The great thing about sitting at home with all of my attention on healing has been a dramatic reduction of stress from my life.  I'm not working.  I'm not sitting in DC traffic with an average commute of 34.5 minutes (2nd highest in the United States behind New York).  I'm not worrying about anything except healing.  And though I have managed to develop some anxiety over it, I'm growing more comfortable with my healing progress every day.  I'm perfectly calm, dude.  And, of course, I have Brooke to thank for much of this.  She took family medical leave to be home with me every day since my surgery.

It's been nice to be without stress.  It's given me space to re-prioritize what's important to me in life.  One day we're all going to wake up and wonder where did the time go?  How'd it go by so fast?  Stress will do that to you.  It diverts your attention.  I'm glad I don't have it.

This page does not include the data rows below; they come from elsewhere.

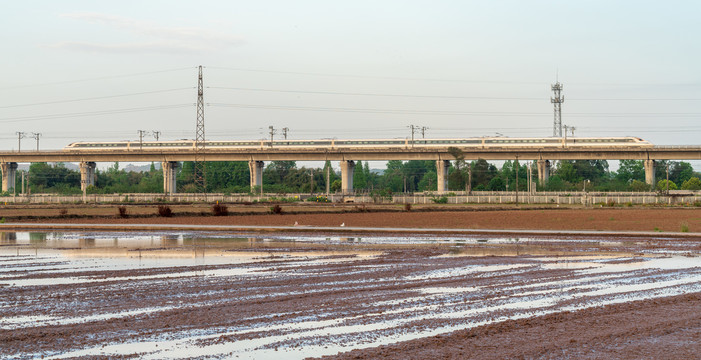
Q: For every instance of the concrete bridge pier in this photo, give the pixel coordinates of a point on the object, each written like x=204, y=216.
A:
x=169, y=176
x=9, y=171
x=87, y=174
x=649, y=172
x=347, y=170
x=543, y=171
x=442, y=167
x=256, y=169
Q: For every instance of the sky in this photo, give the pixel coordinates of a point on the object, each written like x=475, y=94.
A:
x=87, y=70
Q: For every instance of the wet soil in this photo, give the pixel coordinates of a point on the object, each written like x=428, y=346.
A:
x=515, y=298
x=668, y=328
x=611, y=219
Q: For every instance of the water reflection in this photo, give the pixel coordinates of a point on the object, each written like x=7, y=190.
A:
x=8, y=238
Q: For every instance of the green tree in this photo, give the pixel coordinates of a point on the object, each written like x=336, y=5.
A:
x=639, y=186
x=629, y=170
x=359, y=179
x=692, y=184
x=662, y=185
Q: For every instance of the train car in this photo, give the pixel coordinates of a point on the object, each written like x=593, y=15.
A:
x=481, y=142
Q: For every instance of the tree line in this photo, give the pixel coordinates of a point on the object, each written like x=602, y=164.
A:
x=399, y=176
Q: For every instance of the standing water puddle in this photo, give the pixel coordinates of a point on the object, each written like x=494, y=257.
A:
x=181, y=295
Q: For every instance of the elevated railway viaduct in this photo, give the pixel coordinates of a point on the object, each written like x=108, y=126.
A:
x=87, y=158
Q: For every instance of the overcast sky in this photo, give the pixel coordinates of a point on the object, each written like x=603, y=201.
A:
x=87, y=70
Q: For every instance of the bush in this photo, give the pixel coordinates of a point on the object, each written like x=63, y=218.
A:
x=662, y=185
x=220, y=210
x=165, y=211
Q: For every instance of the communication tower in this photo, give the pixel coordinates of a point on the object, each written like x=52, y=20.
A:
x=557, y=101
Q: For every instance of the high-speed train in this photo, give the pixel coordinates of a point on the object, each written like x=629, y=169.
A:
x=480, y=143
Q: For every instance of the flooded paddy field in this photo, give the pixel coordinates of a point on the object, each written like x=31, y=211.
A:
x=219, y=296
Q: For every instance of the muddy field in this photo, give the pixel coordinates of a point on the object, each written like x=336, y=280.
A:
x=196, y=295
x=452, y=217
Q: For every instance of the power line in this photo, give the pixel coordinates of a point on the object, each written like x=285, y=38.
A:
x=91, y=113
x=371, y=77
x=96, y=78
x=376, y=94
x=96, y=98
x=439, y=112
x=441, y=96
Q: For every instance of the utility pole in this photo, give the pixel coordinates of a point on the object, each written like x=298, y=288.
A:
x=20, y=135
x=311, y=178
x=141, y=137
x=469, y=179
x=517, y=166
x=413, y=129
x=36, y=137
x=200, y=143
x=557, y=101
x=272, y=134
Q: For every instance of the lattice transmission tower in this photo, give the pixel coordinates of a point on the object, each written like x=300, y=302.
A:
x=200, y=170
x=557, y=101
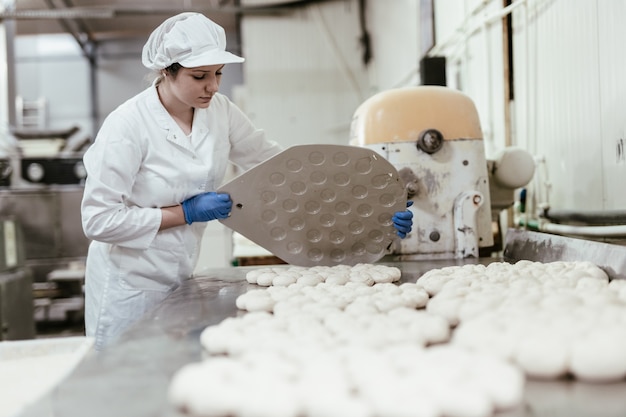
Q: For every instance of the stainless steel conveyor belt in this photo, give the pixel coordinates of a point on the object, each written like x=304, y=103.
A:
x=131, y=378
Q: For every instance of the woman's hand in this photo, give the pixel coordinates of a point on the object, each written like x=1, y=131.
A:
x=207, y=206
x=403, y=221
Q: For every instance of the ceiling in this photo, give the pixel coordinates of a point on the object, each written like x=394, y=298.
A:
x=104, y=20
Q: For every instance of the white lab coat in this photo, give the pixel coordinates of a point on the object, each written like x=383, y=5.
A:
x=141, y=161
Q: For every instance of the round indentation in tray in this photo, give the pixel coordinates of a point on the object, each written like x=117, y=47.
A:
x=319, y=205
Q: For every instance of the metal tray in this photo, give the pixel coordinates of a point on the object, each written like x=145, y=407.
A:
x=319, y=205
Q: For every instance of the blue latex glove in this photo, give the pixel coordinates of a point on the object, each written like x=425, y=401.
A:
x=207, y=206
x=403, y=221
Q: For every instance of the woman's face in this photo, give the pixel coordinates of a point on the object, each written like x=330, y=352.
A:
x=196, y=86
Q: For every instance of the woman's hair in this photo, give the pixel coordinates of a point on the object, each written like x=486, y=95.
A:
x=173, y=69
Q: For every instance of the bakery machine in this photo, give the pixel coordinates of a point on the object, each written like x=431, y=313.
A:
x=42, y=188
x=432, y=135
x=16, y=297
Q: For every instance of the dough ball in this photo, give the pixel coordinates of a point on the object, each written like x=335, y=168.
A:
x=542, y=355
x=599, y=356
x=266, y=278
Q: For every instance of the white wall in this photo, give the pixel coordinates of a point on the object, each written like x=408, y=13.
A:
x=304, y=74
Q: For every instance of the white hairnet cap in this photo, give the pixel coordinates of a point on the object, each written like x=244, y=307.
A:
x=191, y=39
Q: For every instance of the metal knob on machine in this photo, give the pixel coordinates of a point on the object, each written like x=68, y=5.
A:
x=430, y=141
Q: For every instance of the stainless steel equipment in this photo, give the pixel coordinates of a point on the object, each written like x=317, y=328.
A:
x=16, y=295
x=319, y=205
x=141, y=364
x=432, y=135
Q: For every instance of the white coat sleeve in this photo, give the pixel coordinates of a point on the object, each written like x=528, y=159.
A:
x=112, y=163
x=249, y=145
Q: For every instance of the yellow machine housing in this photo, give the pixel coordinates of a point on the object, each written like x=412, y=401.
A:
x=432, y=135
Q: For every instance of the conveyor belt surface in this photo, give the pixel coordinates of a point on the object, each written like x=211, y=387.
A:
x=131, y=378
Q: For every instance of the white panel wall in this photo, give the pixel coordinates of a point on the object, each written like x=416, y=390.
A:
x=569, y=90
x=304, y=74
x=612, y=95
x=558, y=99
x=303, y=77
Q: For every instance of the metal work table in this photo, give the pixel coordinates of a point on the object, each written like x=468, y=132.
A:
x=131, y=378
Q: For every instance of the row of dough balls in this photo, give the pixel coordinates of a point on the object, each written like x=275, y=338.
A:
x=352, y=381
x=339, y=274
x=291, y=333
x=551, y=319
x=324, y=298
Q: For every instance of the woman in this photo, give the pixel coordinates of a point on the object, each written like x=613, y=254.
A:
x=151, y=172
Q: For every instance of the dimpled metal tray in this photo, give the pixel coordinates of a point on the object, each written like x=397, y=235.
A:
x=319, y=205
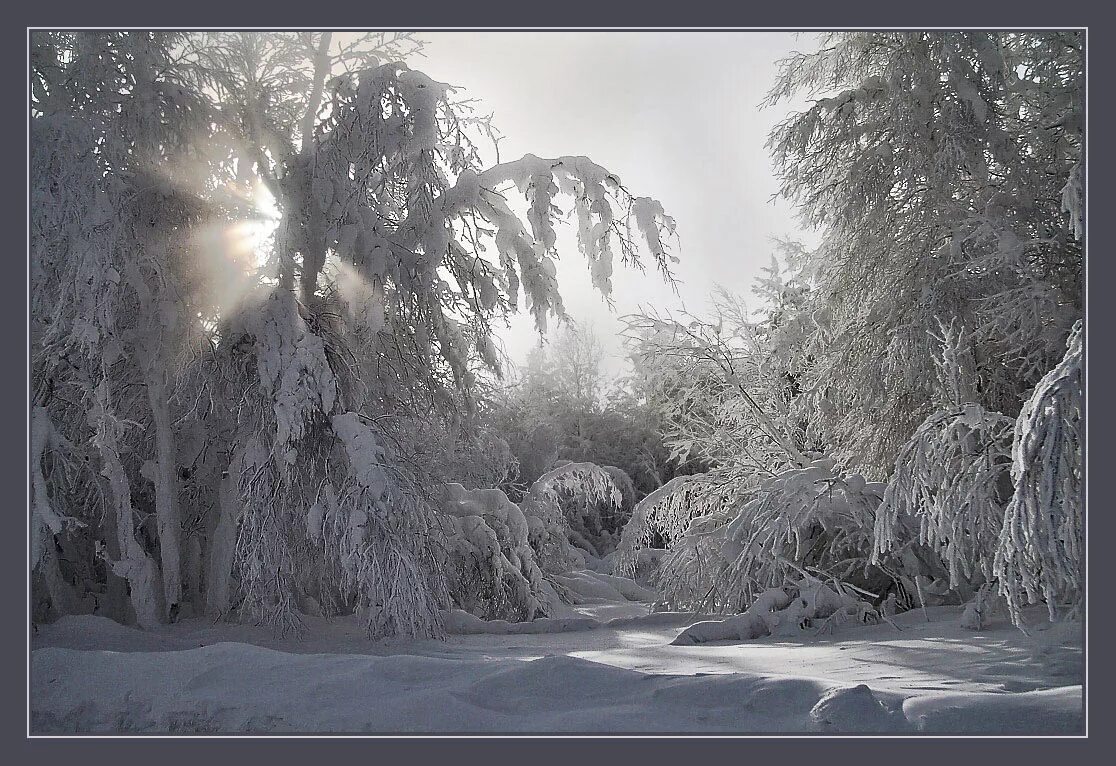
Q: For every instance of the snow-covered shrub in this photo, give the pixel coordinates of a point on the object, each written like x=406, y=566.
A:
x=1039, y=554
x=801, y=604
x=662, y=515
x=578, y=499
x=948, y=492
x=496, y=571
x=980, y=610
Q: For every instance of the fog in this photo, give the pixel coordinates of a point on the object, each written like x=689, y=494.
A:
x=675, y=115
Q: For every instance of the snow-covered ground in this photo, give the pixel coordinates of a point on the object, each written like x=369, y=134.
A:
x=607, y=666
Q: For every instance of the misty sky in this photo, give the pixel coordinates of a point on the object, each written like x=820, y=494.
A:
x=675, y=115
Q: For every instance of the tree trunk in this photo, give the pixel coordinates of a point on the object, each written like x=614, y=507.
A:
x=221, y=547
x=167, y=516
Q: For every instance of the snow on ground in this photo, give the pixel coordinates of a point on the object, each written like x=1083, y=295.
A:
x=605, y=667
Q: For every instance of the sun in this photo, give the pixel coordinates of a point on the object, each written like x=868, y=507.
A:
x=260, y=231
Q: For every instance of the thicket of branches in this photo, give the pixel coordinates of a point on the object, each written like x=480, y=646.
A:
x=911, y=347
x=261, y=430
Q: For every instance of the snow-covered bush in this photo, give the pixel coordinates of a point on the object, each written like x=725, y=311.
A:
x=578, y=503
x=806, y=603
x=951, y=480
x=261, y=429
x=496, y=572
x=1040, y=551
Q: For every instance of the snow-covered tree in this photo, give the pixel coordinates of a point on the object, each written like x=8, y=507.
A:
x=255, y=414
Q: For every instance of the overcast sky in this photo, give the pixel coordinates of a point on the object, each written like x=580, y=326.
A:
x=675, y=115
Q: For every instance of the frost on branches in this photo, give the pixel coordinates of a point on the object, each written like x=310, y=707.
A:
x=1039, y=555
x=266, y=434
x=951, y=478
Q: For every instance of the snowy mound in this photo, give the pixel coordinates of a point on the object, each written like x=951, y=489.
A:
x=232, y=687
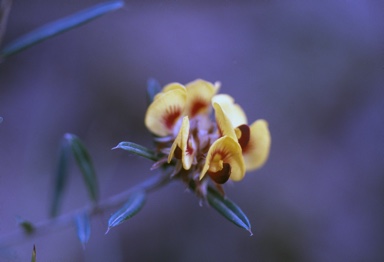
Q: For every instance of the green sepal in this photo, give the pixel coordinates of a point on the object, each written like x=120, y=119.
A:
x=228, y=209
x=84, y=162
x=59, y=26
x=134, y=204
x=27, y=226
x=139, y=150
x=83, y=227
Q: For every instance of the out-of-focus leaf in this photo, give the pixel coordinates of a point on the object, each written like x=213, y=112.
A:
x=83, y=160
x=61, y=176
x=60, y=26
x=83, y=228
x=131, y=208
x=26, y=225
x=153, y=87
x=228, y=209
x=139, y=150
x=33, y=259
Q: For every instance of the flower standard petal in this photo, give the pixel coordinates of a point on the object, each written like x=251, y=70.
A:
x=182, y=143
x=200, y=93
x=233, y=111
x=257, y=150
x=165, y=110
x=224, y=160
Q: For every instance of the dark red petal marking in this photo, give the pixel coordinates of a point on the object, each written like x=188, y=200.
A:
x=197, y=105
x=245, y=135
x=221, y=176
x=178, y=152
x=170, y=117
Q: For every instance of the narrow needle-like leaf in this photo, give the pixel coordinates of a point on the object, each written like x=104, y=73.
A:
x=228, y=209
x=60, y=26
x=83, y=227
x=139, y=150
x=131, y=208
x=61, y=176
x=83, y=160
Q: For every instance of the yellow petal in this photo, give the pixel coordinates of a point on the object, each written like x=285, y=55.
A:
x=257, y=150
x=182, y=142
x=225, y=154
x=165, y=111
x=233, y=111
x=223, y=123
x=200, y=93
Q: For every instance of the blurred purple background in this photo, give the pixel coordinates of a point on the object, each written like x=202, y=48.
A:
x=314, y=70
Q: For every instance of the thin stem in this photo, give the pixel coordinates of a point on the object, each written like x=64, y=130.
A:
x=5, y=8
x=66, y=220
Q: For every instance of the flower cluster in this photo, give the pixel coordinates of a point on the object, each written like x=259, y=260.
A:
x=220, y=148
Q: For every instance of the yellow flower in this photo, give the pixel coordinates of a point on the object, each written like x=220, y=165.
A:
x=257, y=150
x=199, y=96
x=220, y=150
x=182, y=146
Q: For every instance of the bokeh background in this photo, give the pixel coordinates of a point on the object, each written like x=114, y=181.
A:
x=313, y=69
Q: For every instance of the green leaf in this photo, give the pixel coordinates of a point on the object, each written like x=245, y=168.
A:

2. Copious Amounts of Sleeping

I don't have a bed time.  I don't set my alarm.  I sleep like a teenager.  Like it's my job.  I've been working out hard every day since I started physical therapy at home.  Those workouts and the massive trauma to my leg has slapped the sleep button in my brain.  And in spite of the phantom pain, I've put in some serious hours on the pillow.  It's allowed my body to repair what's left of my leg.  It's prepared me for walking possibly two weeks ahead of schedule.  In fact, after I finish writing this blog post, I'm going to sleep.  And it's going to be awesome.

3. Exercise Enthusiasm

I've never looked forward to a visit to the gym.  But recently I've started seeing the gains in my core, legs, and upper body.  I'm doing things I thought would destroy my lower back only a few months ago.  My back has never been stronger.  No more back pain.  I'm leaving the gym in an exhausted sweaty heap  a sign of a good workout.  With my physical therapist I've pushed my body into the best shape it's ever been in.

On one leg.

The enthusiasm I'm developing for working out is absolutely critical to the long term success of a below-knee amputation.  I have to stay lean for the rest of my life.  If I don't, the amputation will work against me.  It will become harder for me to bear my heavier body weight.  An amputation will become no better than a bad ankle.

And as a side benefit, the exercise reduces stress.

4. Thinking About What I Will Do

I cannot stop thinking about what I'm going to do once I've got a leg.  I think about walks with Brooke and Spunky.  I envision late night walks on the National Mall to see the monuments at night.  I wonder what it's like to walk more than a few blocks without dying of ankle pain.  I can't remember what it's like to stand at a bar and not worry about finding a seat ASAP.  I dream about sprinting to catch a metro train just as the bell rings to signal it's leaving.  I'm always thinking about what I can add to my list of things I cannot wait to do.  It's constantly growing.

When I'm not sleeping, I obsessively think about what I'll do with two good legs.

Kickball league, anyone?

5. No More Ankle Pain

I'm not in pain.  My ankle does not hurt.  I don't have an ankle.  I haven't crawled to the bathroom on all fours because my ankle hurt so bad from standing earlier in the day.  I haven't gone to bed icing my ankle.  I haven't gotten up the next day and feared the first few stiff steps of the day.  I couldn't tell you where my canes are.  I'm actually beginning to forget what it felt like.  The ankle pain.  I remember it was bad.  But I haven't felt it in almost a month.

One of the pain management doctors I consulted before my amputation told me I shouldn't get the amputation to treat pain.  Let's ignore the fact he was forgetting I also lacked function.  I'm starting to think he was wrong, at least in my case.  He tried to scare me with discussions of phantom pain.  And to a certain extent, that did scare me.  Phantom pain is definitely real.  And many amputees go on to experience pain from a previous traumatic injury that led to the amputation.

I didn't get the amputation to treat my pain.  I got it to get back function.  To get back my life.  It's just turning out that it may also have helped me with my pain.  And that's freaking awesome.